Dan een ander heet hangijzer. Op 9 maart jongstleden haperde het portofoonsysteem van de politie weer eens. Agenten in Rijsbergen waren toen met een klopjacht bezig op nota bene een groep overvallers die mogelijk vuurwapengevaarlijk waren. Het communicatiesysteem C2000 werkte niet, waardoor hulpdiensten geen contact meer met elkaar konden krijgen. Onlangs ging het ook mis bij Paaspop. Wat gaat de Minister dus doen en op welke termijn? Want de brief daarover is wat mijn fractie betreft onvoldoende. Mensenlevens, zowel van burgers als van politieagenten, komen onnodig in gevaar.

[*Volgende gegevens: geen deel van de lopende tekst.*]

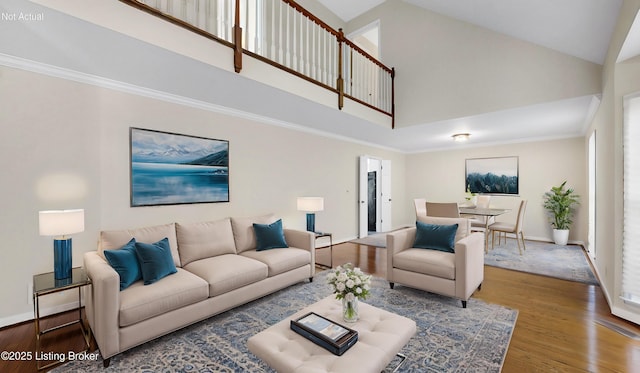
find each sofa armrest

Voorzitter. Dan vervolg ik met de politiesterkteverdeling. Collega Van der Werf had het er ook al over. Ik begrijp dat er nog een plenair debat over komt. Dan heb ik er meer tijd voor, maar ik wil hier wel alvast een lans breken voor – het kan niet anders – de Eenheid Limburg. In een vorig commissiedebat heb ik ook gewezen op de noodkreet van de recherchechef, de heer Frijters, dat zaken blijven liggen en dat er te veel TGO-zaken lopen voor de beschikbare capaciteit van de hele eenheid. Limburg is een unieke provincie, die grotendeels grenst aan België en Duitsland, en is daarmee de meest internationale provincie van Nederland. Houdt de Minister daar rekening mee? Zo ja, hoe?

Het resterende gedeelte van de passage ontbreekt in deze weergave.